It follows immediately from 6 that for all $y \geq 0$ that $N(x+y) - N(x)$ follows a Poisson distribution with mean $\lambda y$.

Using this information, it can be shown that $T$, the time between events following a Poisson process, follows an exponential distribution with mean $\dfrac{1}{\lambda}$, or $$f_{Y}(y) = \lambda e^{-\lambda y}\text{, } y > 0\text{.}$$ Proof. Let us find the distribution of $T$ via the method of cumulative distribution functions.
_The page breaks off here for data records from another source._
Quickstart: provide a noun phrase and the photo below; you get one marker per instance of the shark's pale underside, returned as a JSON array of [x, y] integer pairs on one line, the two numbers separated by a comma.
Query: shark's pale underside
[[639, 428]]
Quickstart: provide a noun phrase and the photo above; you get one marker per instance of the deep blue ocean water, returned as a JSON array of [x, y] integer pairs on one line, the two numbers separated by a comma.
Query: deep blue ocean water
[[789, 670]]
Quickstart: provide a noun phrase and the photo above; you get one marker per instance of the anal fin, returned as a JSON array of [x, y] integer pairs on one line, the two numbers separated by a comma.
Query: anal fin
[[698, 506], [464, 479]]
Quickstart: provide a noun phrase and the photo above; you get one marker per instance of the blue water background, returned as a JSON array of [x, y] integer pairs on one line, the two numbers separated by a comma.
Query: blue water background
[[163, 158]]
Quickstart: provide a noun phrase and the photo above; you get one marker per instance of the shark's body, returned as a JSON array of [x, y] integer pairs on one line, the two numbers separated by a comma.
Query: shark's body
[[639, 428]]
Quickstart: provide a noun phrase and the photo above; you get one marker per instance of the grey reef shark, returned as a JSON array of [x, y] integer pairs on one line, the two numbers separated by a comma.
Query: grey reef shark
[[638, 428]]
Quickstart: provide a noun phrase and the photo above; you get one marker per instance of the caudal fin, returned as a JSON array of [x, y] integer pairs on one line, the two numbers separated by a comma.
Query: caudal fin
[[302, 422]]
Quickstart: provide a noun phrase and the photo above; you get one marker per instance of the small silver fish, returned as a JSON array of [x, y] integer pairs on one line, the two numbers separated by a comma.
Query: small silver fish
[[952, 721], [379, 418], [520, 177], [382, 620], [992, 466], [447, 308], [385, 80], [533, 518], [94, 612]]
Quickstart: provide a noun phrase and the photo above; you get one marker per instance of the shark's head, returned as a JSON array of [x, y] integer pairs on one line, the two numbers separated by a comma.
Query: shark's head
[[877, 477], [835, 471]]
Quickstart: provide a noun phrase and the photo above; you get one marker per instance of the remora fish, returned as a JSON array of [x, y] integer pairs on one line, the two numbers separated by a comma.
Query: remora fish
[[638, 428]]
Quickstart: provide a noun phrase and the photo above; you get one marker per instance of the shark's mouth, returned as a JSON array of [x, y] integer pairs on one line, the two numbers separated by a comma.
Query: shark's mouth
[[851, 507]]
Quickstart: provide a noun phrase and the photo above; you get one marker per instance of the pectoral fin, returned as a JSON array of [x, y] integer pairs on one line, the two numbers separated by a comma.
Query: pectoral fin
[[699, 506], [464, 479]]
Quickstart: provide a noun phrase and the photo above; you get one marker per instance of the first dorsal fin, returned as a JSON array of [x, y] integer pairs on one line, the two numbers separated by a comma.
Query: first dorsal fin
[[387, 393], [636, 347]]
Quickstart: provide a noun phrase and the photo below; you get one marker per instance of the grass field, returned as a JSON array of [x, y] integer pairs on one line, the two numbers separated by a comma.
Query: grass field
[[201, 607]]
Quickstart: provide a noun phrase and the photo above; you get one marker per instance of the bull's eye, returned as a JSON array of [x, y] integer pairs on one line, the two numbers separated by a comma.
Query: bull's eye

Suppose $T$ is the time between Poisson process events occurring at times $t_1 < t_2$. If $T > t_2 - t_1$, then no events will have occurred in the time interval $[t_1, t_2)$. Thus we have $N(t_2) - N(t_1) = 0$. Hence $$F_{T}(t_2 - t_1) = \mathbb{P}\{T \leq t_2 - t_1\} = 1 - \mathbb{P}\{T > t_2 - t_1\} = 1 - \mathbb{P}\{N(t_2) - N(t_1) = 0\}\text{.}$$ Because there is a $t > 0$ such that $t_2 = t_1 + t$, it follows that $N(t_2) - N(t_1) = N(t_1 + t) - N(t_1)$ follows a Poisson distribution with mean $\lambda t$. Hence $$\mathbb{P}\{N(t_2) - N(t_1) = 0\} = \dfrac{e^{-\lambda t}(\lambda t)^{0}}{0!} = e^{-\lambda t}$$ and notice, using this substitution, we have $t = t_2 - t_1$ so that $$F_{T}(t) = 1 - e^{-\lambda t}\text{, } t> 0$$ which is, indeed, the cumulative distribution function of an exponential distribution, showing that $T$ follows an exponential distribution with mean $\dfrac{1}{\lambda}$. $\square$

[I am new to this topic - so someone please correct me if I'm wrong anywhere.]